Memel, em sua primeira aparição, demonstra todo seu espanto; não foi um mar-de-rosas. |
Foi por vias tortas que ela veio parar por aqui. Dessas que
nascem não se sabe exatamente como, quando, onde e por que, mas nascem, e que logo
foi encontrada por dois irmãos que saracoteavam por aí, miando debaixo de algum
carro. Era pequenininha. Nascera, sei lá, há duas semanas, se tanto, e as
crianças se encantaram.
Levaram-na imediatamente para casa. Claro que a mãe enxotou a
gatonfinha. Duas crianças e uma gatinha linda; que situação. Sem nem
dizer mais nada, largou a infeliz com o porteiro, que agora, além de cuidar de
uma caixa de sapatos com um gato dentro e eventualmente abrir portas, teria ainda
de vigiar o estacionamento, carregar compras, levar o guarda-chuva para a
senhora, cortar a grama defronte ao edifício, passar o rodo pelo prédio,
resolver pepinos, e bajular o babaca do bloco por ignorância, complexo de
inferioridade ou pobreza de espírito. Claro que ele não tardaria a passar a
bichana adiante. Esse insensível não deve nem ter aberto a caixa.
O primeiro interfone que o cara tocou, sabedor que era do
histórico dos moradores, e ela acabava de ganhar um novo lar. Quando chegou,
era - como ainda é - a menor dentre cinco, a coisinha. Imagine se não sofreu na
mão das outras. Fazer o quê? É a lei dos bichos, tal como é a nossa. Os
baixinhos sempre se fodem, o que só muda quando ficam ricos, famosos ou
inteligentes; do contrário, pancada neles. Ela teria de esbanjar muita simpatia
para se criar “no meio da vagabundagem”. Passados alguns meses, parece que está
conseguindo. E como é esperta, meu deus!
Antes de sua chegada, as demais já estavam entrando numas,
acatando certas leis naturais artificialmente impostas pelos donos do lar, que
se julgam soberanos. A disputa é árdua; neguinho(a) é folgado que dói, então há
que se fazer manter o respeito – vide D2. Mas aí aparece esta criatura,
ignorando toda e qualquer norma anteriormente existente, e numa doçura que não
dá para crer, faz o que bem e mal entende.
Ela é inacreditável. E nem sabe que é linda assim.

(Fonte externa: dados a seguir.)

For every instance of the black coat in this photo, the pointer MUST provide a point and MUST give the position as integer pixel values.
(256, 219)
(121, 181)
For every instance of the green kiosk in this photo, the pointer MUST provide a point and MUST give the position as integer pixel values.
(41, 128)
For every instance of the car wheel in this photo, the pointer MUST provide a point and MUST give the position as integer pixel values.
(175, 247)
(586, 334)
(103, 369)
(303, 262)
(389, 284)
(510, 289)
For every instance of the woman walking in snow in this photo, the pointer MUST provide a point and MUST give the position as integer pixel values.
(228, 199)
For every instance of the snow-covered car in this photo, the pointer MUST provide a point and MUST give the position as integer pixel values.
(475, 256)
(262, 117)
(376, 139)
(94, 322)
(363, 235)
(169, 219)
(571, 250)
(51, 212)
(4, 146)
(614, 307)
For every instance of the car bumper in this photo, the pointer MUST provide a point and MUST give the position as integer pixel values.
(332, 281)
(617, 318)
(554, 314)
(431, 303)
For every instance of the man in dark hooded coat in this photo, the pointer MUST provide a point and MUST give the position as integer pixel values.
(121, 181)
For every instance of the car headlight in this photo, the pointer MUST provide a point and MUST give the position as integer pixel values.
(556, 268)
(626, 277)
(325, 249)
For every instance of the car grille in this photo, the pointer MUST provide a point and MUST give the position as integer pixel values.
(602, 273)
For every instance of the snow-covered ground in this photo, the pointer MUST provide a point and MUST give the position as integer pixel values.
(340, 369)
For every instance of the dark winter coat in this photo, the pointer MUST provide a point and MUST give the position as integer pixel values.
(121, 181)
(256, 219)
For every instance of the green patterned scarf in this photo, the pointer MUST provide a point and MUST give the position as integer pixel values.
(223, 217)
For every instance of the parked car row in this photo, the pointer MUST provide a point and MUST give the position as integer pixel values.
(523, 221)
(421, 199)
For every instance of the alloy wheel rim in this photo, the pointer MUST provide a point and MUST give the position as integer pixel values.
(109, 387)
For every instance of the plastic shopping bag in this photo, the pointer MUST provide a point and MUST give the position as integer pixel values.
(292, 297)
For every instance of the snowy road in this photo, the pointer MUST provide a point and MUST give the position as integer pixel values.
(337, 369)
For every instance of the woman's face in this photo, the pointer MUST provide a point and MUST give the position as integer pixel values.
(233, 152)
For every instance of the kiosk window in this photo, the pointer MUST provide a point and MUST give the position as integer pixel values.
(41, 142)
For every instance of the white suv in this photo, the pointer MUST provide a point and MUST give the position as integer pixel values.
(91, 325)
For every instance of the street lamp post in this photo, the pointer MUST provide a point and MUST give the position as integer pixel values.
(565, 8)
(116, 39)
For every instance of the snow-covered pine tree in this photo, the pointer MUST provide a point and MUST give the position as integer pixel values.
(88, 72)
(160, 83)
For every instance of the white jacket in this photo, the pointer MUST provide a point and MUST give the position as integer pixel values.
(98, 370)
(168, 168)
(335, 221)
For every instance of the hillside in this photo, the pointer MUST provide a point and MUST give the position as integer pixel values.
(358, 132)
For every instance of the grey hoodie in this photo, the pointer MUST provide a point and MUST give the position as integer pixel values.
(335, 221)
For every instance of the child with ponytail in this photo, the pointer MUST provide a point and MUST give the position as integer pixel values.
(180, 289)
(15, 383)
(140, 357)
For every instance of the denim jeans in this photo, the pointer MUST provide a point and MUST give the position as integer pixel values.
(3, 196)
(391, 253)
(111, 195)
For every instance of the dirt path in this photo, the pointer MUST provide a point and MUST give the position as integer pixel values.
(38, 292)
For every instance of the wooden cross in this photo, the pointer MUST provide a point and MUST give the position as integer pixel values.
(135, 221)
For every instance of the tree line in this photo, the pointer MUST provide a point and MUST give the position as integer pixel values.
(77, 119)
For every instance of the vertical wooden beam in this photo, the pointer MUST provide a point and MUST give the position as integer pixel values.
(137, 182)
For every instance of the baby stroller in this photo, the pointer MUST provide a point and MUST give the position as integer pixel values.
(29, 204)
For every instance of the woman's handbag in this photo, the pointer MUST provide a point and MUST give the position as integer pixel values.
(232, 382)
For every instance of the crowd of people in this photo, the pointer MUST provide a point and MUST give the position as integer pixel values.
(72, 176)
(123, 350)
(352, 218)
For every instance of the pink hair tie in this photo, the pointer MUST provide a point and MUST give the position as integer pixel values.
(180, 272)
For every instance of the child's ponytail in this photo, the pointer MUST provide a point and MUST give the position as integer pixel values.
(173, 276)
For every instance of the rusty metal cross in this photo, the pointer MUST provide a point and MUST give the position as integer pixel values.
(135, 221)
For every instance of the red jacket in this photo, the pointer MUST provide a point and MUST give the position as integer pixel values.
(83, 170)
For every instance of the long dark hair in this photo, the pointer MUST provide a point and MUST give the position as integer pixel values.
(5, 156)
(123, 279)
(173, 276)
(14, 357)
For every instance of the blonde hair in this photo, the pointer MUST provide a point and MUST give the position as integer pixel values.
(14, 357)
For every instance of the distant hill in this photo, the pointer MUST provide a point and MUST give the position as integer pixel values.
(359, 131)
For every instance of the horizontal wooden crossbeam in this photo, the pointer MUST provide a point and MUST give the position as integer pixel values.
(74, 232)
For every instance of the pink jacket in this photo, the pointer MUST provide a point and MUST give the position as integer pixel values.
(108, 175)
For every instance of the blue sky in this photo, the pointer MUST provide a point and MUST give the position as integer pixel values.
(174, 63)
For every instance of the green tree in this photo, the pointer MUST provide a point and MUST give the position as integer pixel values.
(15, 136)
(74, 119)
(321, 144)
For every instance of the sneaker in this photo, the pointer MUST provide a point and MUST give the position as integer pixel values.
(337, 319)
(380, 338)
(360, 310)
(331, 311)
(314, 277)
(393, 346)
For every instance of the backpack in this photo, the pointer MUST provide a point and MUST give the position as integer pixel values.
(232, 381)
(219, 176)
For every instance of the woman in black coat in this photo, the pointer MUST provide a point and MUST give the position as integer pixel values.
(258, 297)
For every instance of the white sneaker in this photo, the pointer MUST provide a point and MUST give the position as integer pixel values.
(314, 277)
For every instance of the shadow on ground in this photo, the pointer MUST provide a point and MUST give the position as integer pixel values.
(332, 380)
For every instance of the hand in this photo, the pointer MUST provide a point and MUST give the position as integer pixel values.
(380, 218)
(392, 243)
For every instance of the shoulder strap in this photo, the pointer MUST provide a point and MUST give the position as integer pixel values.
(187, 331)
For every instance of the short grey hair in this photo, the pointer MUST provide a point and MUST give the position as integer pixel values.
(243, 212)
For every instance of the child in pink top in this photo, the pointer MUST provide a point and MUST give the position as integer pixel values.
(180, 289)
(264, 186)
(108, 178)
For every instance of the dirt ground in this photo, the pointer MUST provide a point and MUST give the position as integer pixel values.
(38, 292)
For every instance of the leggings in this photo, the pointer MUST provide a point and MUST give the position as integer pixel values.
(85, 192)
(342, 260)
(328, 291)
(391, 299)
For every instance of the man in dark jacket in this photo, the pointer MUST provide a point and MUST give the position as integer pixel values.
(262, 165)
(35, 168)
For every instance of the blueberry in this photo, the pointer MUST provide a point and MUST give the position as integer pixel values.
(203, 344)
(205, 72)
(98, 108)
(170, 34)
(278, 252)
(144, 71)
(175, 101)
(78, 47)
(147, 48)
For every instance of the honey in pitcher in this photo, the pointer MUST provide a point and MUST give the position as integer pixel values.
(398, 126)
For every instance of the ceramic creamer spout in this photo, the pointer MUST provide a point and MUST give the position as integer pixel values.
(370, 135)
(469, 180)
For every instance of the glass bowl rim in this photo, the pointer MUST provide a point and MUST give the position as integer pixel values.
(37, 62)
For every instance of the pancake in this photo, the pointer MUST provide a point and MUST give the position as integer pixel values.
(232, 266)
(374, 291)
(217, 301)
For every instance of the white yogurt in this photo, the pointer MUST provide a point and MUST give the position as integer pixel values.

Desrespeita todos os limites com naturalidade. Quer porque
quer se alçar ao ponto mais alto da casa, e geralmente o alcança. As outras,
macacas-velhas, observam passiva e tranquilamente. Assistem tudo sem um mio,
torcendo para que ela escorregue quando estiver por suplantar a ultima
escadinha de CDs empilhados; e o pior é que ela normalmente escorrega, o que
faz com que eu, vez ou outra, acorde em plena madrugada - “espero que não tenha
sido um dos bons”, penso então, já pegando no sono novamente.
O que marcou a vida das quatro “irmãs” mais velhas, ainda
antes da chegada de Memel, foi quando uma delas fez uma manobra infeliz, na vã
tentativa de subir no topo de uma antiga geladeira restaurada – um mimo que
ornamenta a sala. Ora, ora, os gatos não devem, jamais: 1) entrar no quarto de
dormir; 2)subir na pia da cozinha (a não ser quando a casa dorme, naturalmente)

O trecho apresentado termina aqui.